風太の優しい声に涙がボロボロと零れ始めた。
今更身体が震えてきて、風太の肩に頭を乗せる。


「怖かったです…、怖かった、」

「うん」

「風太さんって、何度もよんだ」

「うん、ごめんな…」

「…あんなことされるの怖かった、」

「怖かったよな、ごめん」

ぎゅっと抱きしめられて、涙を流していると身体の震えも、涙も徐々に収まってくる。
気持ちが落ち着いた頃に、もう大丈夫、と呟いて風太から身体を離した。
風太がゆるゆると息を吐き出す。


「…なんとなく、今安心できた」

風太のつぶやく声に頷きながら、キッチンへ行き手のひらを洗い流す。
綺麗に洗い流し終わって風太の隣に戻った。


「風太さん、風邪ひいてたのにごめんなさい」

「いや、熱も下がったし、大丈夫だと思う」

「でも、一応安静にしてたほうが…」

「ずっと寝っぱなしだから、逆にそっちのが身体に悪い。
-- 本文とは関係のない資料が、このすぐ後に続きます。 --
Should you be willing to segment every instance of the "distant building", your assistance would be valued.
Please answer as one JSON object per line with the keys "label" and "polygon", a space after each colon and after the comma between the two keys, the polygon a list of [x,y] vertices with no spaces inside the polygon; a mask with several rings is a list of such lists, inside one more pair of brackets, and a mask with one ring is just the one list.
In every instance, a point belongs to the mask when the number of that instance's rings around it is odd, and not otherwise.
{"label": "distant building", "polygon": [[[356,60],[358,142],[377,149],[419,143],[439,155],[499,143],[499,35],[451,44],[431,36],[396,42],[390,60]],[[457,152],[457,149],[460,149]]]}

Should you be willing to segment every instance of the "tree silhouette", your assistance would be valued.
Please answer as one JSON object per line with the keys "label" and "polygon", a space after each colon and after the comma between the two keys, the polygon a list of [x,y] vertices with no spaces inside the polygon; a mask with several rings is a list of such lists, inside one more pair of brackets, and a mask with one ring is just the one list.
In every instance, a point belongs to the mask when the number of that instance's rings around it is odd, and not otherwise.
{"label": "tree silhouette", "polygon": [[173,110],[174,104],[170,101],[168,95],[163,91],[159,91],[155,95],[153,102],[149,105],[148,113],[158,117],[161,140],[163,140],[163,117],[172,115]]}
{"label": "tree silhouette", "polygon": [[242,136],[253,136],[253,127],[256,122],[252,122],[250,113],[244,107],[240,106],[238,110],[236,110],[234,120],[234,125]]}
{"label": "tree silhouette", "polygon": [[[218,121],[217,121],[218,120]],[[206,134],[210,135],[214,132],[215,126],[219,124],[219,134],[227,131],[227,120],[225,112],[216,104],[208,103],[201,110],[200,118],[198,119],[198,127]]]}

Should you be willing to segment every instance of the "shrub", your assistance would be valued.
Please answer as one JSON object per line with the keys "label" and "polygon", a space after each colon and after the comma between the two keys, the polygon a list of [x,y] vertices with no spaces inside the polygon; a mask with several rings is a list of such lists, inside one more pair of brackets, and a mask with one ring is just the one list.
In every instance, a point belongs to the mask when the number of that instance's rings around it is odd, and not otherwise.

…ソファーでゆっくりしてる」

こくりと頷いて、汰絽も少しゆっくりしようとソファーの背もたれに身体を預けた。
隣の風太も同じようにするのを横目で見ながら、汰絽は風太に少しだけ近づく。
そばにいると、とっても心が落ち着いた。


「風太さん、…助けに来てくれてありがとうございました」

「いいえ」

「来てくれて、うれしかった」

「おう」

風太のそっけない返事がとても優しくて、汰絽はうつらうつらし始めた。
疲れたのかな、ごめんなさい、眠い…。
とろんとした声で風太に伝えると、寝ていいぞ、と返事が返ってきた。
目を瞑るとすぐに意識が遠のいていった。